又跟青玄东拉西扯了半天,什么结果都没讨论出来,倒是喝光了一壶茶。
我收了茶壶茶杯,跟青玄道别后,摸到无拂的厢房,他还没睡,正坐在床上打坐。
我坐在圆凳上,耐心等他。
平心而论,无拂和澄镜长得一点儿也不像,这也是我怀疑牛鼻子算卦不准的原因。
澄镜的脸上总是带着悲天悯人的微笑,端坐在莲花高台,不悲不喜,不嗔不怨。
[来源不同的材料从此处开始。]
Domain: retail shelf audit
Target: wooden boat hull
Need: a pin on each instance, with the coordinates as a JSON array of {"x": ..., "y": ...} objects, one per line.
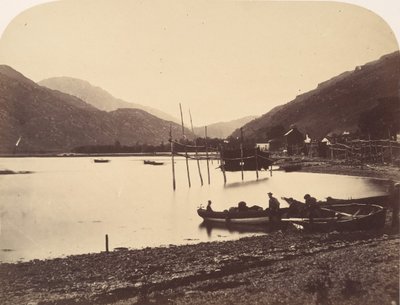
[
  {"x": 247, "y": 217},
  {"x": 344, "y": 217},
  {"x": 149, "y": 162}
]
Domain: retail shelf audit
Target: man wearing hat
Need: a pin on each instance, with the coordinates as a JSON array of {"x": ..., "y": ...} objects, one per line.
[
  {"x": 311, "y": 206},
  {"x": 273, "y": 203}
]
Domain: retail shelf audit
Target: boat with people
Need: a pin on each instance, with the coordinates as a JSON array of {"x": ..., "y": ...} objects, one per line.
[
  {"x": 101, "y": 160},
  {"x": 152, "y": 162},
  {"x": 344, "y": 216}
]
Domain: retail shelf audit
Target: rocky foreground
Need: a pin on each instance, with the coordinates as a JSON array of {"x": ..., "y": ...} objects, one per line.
[{"x": 283, "y": 267}]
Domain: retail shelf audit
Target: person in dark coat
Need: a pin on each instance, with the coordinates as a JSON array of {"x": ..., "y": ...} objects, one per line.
[
  {"x": 273, "y": 207},
  {"x": 209, "y": 208},
  {"x": 273, "y": 203}
]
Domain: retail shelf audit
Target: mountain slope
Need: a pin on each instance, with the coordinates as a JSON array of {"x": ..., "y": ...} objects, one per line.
[
  {"x": 222, "y": 129},
  {"x": 335, "y": 105},
  {"x": 96, "y": 96},
  {"x": 49, "y": 120}
]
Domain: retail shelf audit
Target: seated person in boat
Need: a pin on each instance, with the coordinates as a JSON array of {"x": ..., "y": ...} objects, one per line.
[
  {"x": 273, "y": 203},
  {"x": 209, "y": 208},
  {"x": 296, "y": 208},
  {"x": 273, "y": 208}
]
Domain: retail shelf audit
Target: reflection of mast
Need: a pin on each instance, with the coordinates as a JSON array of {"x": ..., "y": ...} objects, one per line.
[{"x": 16, "y": 144}]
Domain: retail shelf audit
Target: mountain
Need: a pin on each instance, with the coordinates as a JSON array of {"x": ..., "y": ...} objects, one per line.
[
  {"x": 96, "y": 96},
  {"x": 51, "y": 121},
  {"x": 336, "y": 105},
  {"x": 223, "y": 129}
]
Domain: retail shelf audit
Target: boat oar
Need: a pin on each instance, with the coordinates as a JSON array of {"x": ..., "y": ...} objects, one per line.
[{"x": 340, "y": 213}]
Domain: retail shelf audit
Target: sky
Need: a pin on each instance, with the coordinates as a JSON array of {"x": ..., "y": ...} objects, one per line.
[{"x": 221, "y": 59}]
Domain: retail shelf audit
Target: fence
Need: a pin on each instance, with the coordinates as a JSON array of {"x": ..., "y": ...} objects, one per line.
[{"x": 374, "y": 151}]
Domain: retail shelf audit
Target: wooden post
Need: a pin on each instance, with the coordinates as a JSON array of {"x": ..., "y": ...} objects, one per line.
[
  {"x": 395, "y": 198},
  {"x": 256, "y": 160},
  {"x": 370, "y": 147},
  {"x": 390, "y": 147},
  {"x": 241, "y": 152},
  {"x": 195, "y": 143},
  {"x": 172, "y": 158},
  {"x": 208, "y": 166},
  {"x": 186, "y": 155}
]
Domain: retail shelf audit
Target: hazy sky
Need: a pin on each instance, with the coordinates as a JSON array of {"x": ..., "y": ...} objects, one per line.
[{"x": 221, "y": 59}]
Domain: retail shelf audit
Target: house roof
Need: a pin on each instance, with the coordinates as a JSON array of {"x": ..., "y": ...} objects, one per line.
[{"x": 290, "y": 131}]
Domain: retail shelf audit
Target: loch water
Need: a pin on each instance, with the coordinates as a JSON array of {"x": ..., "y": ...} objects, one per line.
[{"x": 67, "y": 205}]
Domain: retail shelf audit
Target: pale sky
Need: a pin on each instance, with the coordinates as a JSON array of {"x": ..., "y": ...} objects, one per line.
[{"x": 222, "y": 59}]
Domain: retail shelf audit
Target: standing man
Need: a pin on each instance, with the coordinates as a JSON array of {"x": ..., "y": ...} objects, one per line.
[
  {"x": 273, "y": 208},
  {"x": 273, "y": 203},
  {"x": 311, "y": 206}
]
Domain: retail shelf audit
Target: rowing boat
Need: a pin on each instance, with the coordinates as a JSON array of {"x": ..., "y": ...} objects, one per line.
[{"x": 341, "y": 217}]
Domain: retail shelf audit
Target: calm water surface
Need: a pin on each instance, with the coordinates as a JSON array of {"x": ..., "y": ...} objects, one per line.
[{"x": 67, "y": 205}]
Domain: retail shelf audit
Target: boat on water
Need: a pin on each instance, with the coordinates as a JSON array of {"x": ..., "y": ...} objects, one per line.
[
  {"x": 340, "y": 217},
  {"x": 347, "y": 216},
  {"x": 247, "y": 159},
  {"x": 101, "y": 160},
  {"x": 233, "y": 216},
  {"x": 291, "y": 167},
  {"x": 151, "y": 162}
]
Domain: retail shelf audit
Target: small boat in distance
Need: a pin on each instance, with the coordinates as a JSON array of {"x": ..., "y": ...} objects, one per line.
[
  {"x": 342, "y": 217},
  {"x": 101, "y": 160},
  {"x": 233, "y": 216},
  {"x": 151, "y": 162}
]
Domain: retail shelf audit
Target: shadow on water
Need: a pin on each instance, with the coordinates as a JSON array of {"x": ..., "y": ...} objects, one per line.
[
  {"x": 244, "y": 183},
  {"x": 237, "y": 228}
]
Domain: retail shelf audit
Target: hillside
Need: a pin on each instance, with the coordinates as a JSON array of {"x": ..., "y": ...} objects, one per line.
[
  {"x": 222, "y": 129},
  {"x": 52, "y": 121},
  {"x": 96, "y": 96},
  {"x": 336, "y": 104}
]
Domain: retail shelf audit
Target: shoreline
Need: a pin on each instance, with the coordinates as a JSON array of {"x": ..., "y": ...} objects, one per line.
[{"x": 287, "y": 267}]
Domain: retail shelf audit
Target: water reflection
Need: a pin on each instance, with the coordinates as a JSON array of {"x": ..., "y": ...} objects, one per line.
[
  {"x": 214, "y": 229},
  {"x": 67, "y": 205},
  {"x": 245, "y": 183}
]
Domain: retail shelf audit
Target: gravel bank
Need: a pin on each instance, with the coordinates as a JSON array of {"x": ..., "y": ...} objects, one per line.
[
  {"x": 280, "y": 268},
  {"x": 283, "y": 267}
]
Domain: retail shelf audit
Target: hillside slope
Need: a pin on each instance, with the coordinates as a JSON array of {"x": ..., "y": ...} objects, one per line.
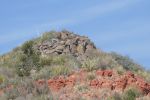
[{"x": 66, "y": 66}]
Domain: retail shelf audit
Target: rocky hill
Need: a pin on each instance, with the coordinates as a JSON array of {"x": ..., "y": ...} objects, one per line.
[
  {"x": 66, "y": 66},
  {"x": 67, "y": 43}
]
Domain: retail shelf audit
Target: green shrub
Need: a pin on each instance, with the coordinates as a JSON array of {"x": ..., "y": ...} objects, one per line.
[
  {"x": 1, "y": 79},
  {"x": 131, "y": 94},
  {"x": 60, "y": 70},
  {"x": 91, "y": 64},
  {"x": 126, "y": 62},
  {"x": 91, "y": 76}
]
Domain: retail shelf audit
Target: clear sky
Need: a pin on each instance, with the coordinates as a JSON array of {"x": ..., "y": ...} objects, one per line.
[{"x": 114, "y": 25}]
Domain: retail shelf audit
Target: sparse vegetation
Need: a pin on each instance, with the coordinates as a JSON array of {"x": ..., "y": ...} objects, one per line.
[{"x": 24, "y": 65}]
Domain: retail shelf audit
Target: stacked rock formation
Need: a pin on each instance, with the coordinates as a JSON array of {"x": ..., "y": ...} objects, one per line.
[{"x": 67, "y": 43}]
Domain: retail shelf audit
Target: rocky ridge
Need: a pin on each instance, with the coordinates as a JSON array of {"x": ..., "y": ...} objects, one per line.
[{"x": 67, "y": 43}]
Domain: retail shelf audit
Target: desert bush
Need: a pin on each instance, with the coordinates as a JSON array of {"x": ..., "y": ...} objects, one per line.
[
  {"x": 115, "y": 96},
  {"x": 44, "y": 73},
  {"x": 81, "y": 88},
  {"x": 91, "y": 76},
  {"x": 1, "y": 79},
  {"x": 126, "y": 62},
  {"x": 12, "y": 94},
  {"x": 90, "y": 64},
  {"x": 131, "y": 94},
  {"x": 60, "y": 70}
]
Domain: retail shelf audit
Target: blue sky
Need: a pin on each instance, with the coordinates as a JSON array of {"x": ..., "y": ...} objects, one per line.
[{"x": 114, "y": 25}]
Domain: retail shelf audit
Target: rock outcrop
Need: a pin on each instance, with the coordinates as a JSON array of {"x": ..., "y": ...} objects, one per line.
[
  {"x": 67, "y": 43},
  {"x": 107, "y": 80}
]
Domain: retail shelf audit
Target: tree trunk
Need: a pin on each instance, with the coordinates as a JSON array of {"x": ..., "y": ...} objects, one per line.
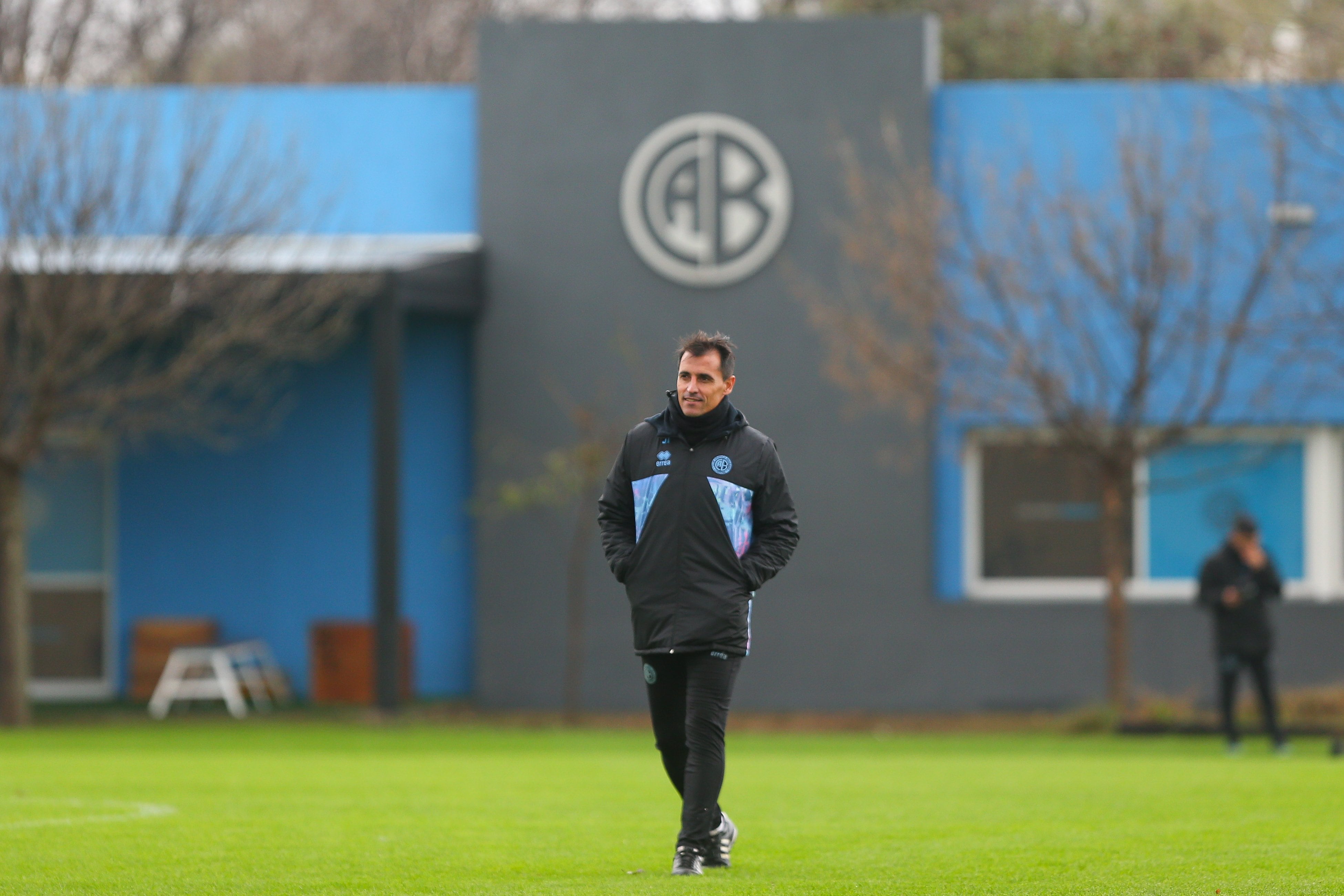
[
  {"x": 14, "y": 602},
  {"x": 1116, "y": 550},
  {"x": 576, "y": 596}
]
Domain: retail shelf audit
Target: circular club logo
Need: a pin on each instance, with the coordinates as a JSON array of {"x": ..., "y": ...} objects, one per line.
[{"x": 706, "y": 200}]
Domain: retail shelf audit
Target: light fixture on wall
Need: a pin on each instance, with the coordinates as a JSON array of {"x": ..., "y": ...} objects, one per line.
[{"x": 1292, "y": 214}]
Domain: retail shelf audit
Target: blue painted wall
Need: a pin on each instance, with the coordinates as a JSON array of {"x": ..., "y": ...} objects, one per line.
[
  {"x": 361, "y": 159},
  {"x": 277, "y": 534},
  {"x": 1069, "y": 134}
]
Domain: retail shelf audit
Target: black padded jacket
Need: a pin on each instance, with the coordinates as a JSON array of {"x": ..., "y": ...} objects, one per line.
[
  {"x": 694, "y": 531},
  {"x": 1245, "y": 628}
]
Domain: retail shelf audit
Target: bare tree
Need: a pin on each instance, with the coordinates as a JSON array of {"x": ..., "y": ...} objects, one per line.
[
  {"x": 569, "y": 483},
  {"x": 1116, "y": 321},
  {"x": 187, "y": 331}
]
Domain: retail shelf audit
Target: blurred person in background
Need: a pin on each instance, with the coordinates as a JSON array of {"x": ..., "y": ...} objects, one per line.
[
  {"x": 1237, "y": 584},
  {"x": 695, "y": 518}
]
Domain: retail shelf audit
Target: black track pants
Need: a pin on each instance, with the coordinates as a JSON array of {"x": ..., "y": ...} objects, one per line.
[
  {"x": 689, "y": 702},
  {"x": 1229, "y": 669}
]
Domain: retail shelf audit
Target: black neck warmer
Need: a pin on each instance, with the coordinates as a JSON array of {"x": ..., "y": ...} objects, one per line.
[{"x": 697, "y": 429}]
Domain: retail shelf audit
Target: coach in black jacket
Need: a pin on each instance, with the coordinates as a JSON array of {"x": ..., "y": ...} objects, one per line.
[
  {"x": 695, "y": 518},
  {"x": 1237, "y": 584}
]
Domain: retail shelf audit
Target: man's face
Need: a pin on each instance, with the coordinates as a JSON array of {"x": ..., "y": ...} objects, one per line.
[{"x": 701, "y": 385}]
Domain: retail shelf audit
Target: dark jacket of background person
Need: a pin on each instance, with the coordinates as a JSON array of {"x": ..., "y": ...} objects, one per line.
[
  {"x": 693, "y": 530},
  {"x": 1245, "y": 628}
]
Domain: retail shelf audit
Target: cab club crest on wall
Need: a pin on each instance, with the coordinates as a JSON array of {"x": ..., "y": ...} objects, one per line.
[{"x": 706, "y": 200}]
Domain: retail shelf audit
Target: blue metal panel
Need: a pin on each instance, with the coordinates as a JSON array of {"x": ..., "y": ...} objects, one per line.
[
  {"x": 365, "y": 159},
  {"x": 1198, "y": 490},
  {"x": 1068, "y": 134},
  {"x": 436, "y": 492},
  {"x": 265, "y": 538},
  {"x": 276, "y": 535}
]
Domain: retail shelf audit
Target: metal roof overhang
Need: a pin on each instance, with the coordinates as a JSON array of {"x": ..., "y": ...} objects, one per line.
[{"x": 439, "y": 273}]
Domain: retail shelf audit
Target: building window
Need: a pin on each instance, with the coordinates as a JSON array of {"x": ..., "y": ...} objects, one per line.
[
  {"x": 1041, "y": 511},
  {"x": 1194, "y": 494},
  {"x": 68, "y": 516},
  {"x": 1031, "y": 514}
]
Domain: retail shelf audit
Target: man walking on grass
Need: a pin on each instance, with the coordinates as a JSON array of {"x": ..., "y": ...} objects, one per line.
[
  {"x": 695, "y": 518},
  {"x": 1237, "y": 584}
]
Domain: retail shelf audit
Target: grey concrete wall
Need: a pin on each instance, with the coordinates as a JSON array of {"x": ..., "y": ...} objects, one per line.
[{"x": 573, "y": 313}]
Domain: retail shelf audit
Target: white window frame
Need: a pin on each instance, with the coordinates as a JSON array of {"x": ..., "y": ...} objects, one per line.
[
  {"x": 104, "y": 688},
  {"x": 1323, "y": 526}
]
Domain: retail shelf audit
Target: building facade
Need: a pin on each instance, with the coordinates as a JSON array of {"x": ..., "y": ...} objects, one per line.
[{"x": 620, "y": 185}]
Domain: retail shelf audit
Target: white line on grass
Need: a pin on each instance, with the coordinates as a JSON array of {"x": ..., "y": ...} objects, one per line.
[{"x": 127, "y": 812}]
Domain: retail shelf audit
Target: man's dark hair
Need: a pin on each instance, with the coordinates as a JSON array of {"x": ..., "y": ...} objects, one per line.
[{"x": 701, "y": 343}]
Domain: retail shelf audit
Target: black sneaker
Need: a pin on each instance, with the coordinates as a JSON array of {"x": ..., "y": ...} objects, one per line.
[
  {"x": 687, "y": 862},
  {"x": 721, "y": 844}
]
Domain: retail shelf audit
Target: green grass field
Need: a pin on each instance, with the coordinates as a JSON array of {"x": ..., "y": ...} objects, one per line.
[{"x": 311, "y": 808}]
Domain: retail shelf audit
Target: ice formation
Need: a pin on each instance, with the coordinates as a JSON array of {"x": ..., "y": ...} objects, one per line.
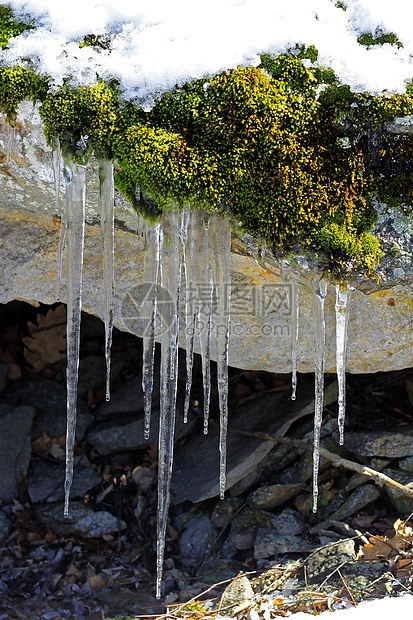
[
  {"x": 319, "y": 295},
  {"x": 75, "y": 222},
  {"x": 155, "y": 45},
  {"x": 342, "y": 310}
]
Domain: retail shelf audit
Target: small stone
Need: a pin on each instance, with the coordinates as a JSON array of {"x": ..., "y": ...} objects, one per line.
[
  {"x": 46, "y": 482},
  {"x": 223, "y": 511},
  {"x": 15, "y": 448},
  {"x": 381, "y": 443},
  {"x": 269, "y": 543},
  {"x": 49, "y": 400},
  {"x": 245, "y": 525},
  {"x": 197, "y": 538},
  {"x": 82, "y": 521},
  {"x": 329, "y": 557},
  {"x": 359, "y": 499},
  {"x": 238, "y": 592},
  {"x": 267, "y": 498}
]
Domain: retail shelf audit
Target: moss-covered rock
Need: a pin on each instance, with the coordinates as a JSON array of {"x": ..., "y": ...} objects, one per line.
[{"x": 296, "y": 157}]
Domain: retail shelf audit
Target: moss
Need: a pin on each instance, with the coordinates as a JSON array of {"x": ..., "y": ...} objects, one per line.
[
  {"x": 10, "y": 27},
  {"x": 292, "y": 154}
]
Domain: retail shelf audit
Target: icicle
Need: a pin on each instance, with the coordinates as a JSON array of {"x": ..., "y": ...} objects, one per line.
[
  {"x": 10, "y": 145},
  {"x": 75, "y": 210},
  {"x": 342, "y": 307},
  {"x": 320, "y": 292},
  {"x": 57, "y": 171},
  {"x": 170, "y": 281},
  {"x": 290, "y": 278},
  {"x": 106, "y": 208},
  {"x": 149, "y": 307},
  {"x": 189, "y": 262},
  {"x": 220, "y": 239}
]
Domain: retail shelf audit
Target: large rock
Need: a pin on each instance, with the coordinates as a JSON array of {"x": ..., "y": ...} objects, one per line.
[{"x": 380, "y": 335}]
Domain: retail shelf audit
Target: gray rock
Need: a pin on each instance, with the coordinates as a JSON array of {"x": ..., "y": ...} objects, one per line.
[
  {"x": 288, "y": 521},
  {"x": 402, "y": 503},
  {"x": 269, "y": 544},
  {"x": 267, "y": 498},
  {"x": 272, "y": 413},
  {"x": 49, "y": 400},
  {"x": 330, "y": 557},
  {"x": 5, "y": 526},
  {"x": 359, "y": 499},
  {"x": 245, "y": 526},
  {"x": 256, "y": 341},
  {"x": 83, "y": 521},
  {"x": 238, "y": 592},
  {"x": 128, "y": 398},
  {"x": 197, "y": 538},
  {"x": 15, "y": 448},
  {"x": 381, "y": 443},
  {"x": 46, "y": 482}
]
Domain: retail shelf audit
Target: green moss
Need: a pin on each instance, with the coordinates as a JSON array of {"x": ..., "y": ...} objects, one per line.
[
  {"x": 10, "y": 27},
  {"x": 292, "y": 154}
]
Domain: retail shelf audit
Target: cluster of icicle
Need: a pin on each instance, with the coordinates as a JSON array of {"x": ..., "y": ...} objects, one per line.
[{"x": 191, "y": 248}]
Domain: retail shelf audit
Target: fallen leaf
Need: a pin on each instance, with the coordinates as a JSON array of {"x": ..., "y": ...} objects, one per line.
[{"x": 47, "y": 341}]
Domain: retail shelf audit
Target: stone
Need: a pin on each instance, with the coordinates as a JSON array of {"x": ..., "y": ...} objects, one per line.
[
  {"x": 83, "y": 521},
  {"x": 49, "y": 400},
  {"x": 15, "y": 448},
  {"x": 381, "y": 443},
  {"x": 269, "y": 544},
  {"x": 402, "y": 503},
  {"x": 3, "y": 373},
  {"x": 380, "y": 335},
  {"x": 267, "y": 498},
  {"x": 359, "y": 499},
  {"x": 46, "y": 482},
  {"x": 329, "y": 557},
  {"x": 238, "y": 592},
  {"x": 197, "y": 538},
  {"x": 272, "y": 413}
]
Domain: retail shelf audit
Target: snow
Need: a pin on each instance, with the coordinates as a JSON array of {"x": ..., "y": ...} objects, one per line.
[
  {"x": 156, "y": 45},
  {"x": 379, "y": 609}
]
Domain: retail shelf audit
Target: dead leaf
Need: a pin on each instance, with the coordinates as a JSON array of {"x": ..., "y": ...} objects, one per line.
[{"x": 47, "y": 341}]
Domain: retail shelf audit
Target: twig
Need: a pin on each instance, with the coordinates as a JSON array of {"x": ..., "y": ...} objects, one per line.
[{"x": 378, "y": 477}]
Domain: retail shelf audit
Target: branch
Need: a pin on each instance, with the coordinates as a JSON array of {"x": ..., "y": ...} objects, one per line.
[{"x": 378, "y": 477}]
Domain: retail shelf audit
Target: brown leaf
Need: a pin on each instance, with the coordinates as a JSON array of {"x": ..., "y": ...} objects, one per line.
[{"x": 47, "y": 341}]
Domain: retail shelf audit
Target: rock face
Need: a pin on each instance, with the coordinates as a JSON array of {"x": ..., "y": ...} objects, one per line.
[{"x": 380, "y": 335}]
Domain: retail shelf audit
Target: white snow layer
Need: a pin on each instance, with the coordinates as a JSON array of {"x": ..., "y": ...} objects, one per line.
[
  {"x": 158, "y": 44},
  {"x": 379, "y": 609}
]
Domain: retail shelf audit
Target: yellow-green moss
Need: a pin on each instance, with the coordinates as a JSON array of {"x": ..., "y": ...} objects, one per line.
[{"x": 294, "y": 163}]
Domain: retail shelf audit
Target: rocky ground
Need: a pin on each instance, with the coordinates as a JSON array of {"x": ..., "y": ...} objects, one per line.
[{"x": 258, "y": 554}]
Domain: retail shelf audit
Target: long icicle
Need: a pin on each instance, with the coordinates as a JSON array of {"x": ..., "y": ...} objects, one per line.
[
  {"x": 189, "y": 262},
  {"x": 75, "y": 209},
  {"x": 170, "y": 282},
  {"x": 319, "y": 295},
  {"x": 57, "y": 173},
  {"x": 106, "y": 208},
  {"x": 220, "y": 238},
  {"x": 342, "y": 308},
  {"x": 290, "y": 279},
  {"x": 149, "y": 308},
  {"x": 205, "y": 306}
]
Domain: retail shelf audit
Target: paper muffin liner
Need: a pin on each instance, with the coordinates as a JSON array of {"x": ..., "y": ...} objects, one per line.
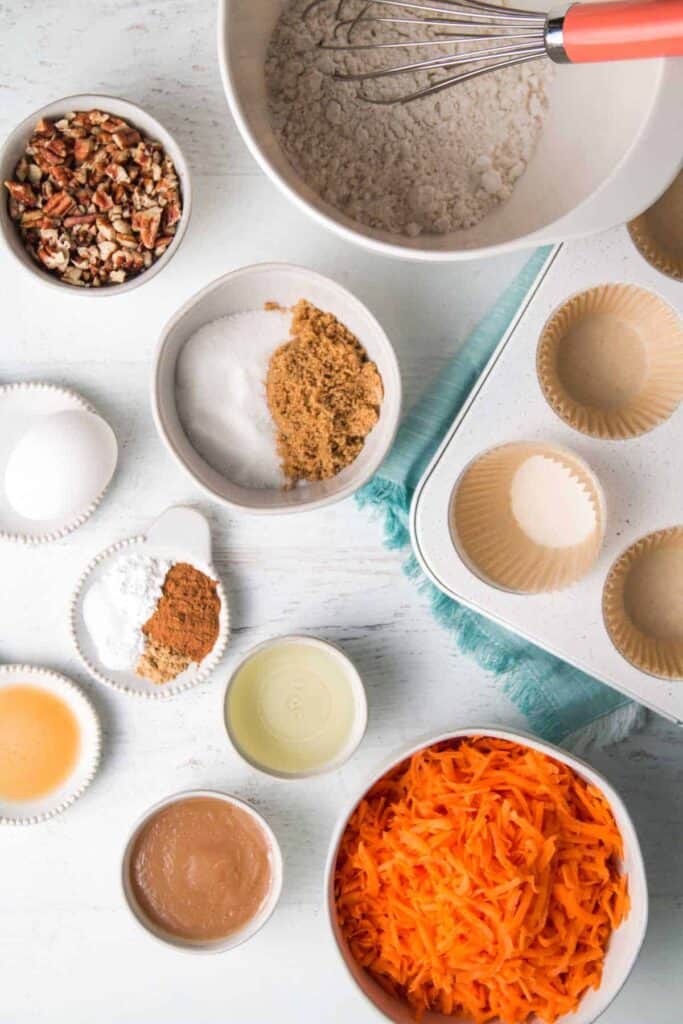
[
  {"x": 642, "y": 603},
  {"x": 492, "y": 541},
  {"x": 657, "y": 233},
  {"x": 610, "y": 361},
  {"x": 56, "y": 534}
]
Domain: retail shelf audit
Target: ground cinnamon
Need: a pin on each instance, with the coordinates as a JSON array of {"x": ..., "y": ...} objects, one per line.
[
  {"x": 324, "y": 394},
  {"x": 185, "y": 620}
]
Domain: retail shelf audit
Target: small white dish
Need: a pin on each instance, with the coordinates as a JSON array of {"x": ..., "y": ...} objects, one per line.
[
  {"x": 625, "y": 943},
  {"x": 250, "y": 288},
  {"x": 33, "y": 811},
  {"x": 137, "y": 118},
  {"x": 19, "y": 406},
  {"x": 253, "y": 926},
  {"x": 359, "y": 723},
  {"x": 180, "y": 535}
]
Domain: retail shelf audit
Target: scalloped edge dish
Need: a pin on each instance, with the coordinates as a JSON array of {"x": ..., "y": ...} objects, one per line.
[
  {"x": 180, "y": 534},
  {"x": 35, "y": 811}
]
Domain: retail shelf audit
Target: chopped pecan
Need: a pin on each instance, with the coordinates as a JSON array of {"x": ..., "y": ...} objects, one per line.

他怜悯众生,是因为众生在他面前并无二致。天上的仙人、地上的凡人、沟渠的蝼蚁,都没什么分别。
他对我,也如众生一般,没什么特别。
他说我自私,说我付出的爱不应奢望求得回报,说我若能将爱平等均分,施于众生,便不会执着于个人的情爱。
可是我不愿施于众生,只愿施于你。
他说爱而不得,就成了怨恨。
他说人生八苦,我独占怨憎恨,所以不得解脱,做神仙也不会快乐。
我却说自己是求不得。他知道我所求是何,却给不了。求之不得求不得。
我曾经以为求不得最苦,后来我才发现,最苦的是爱别离。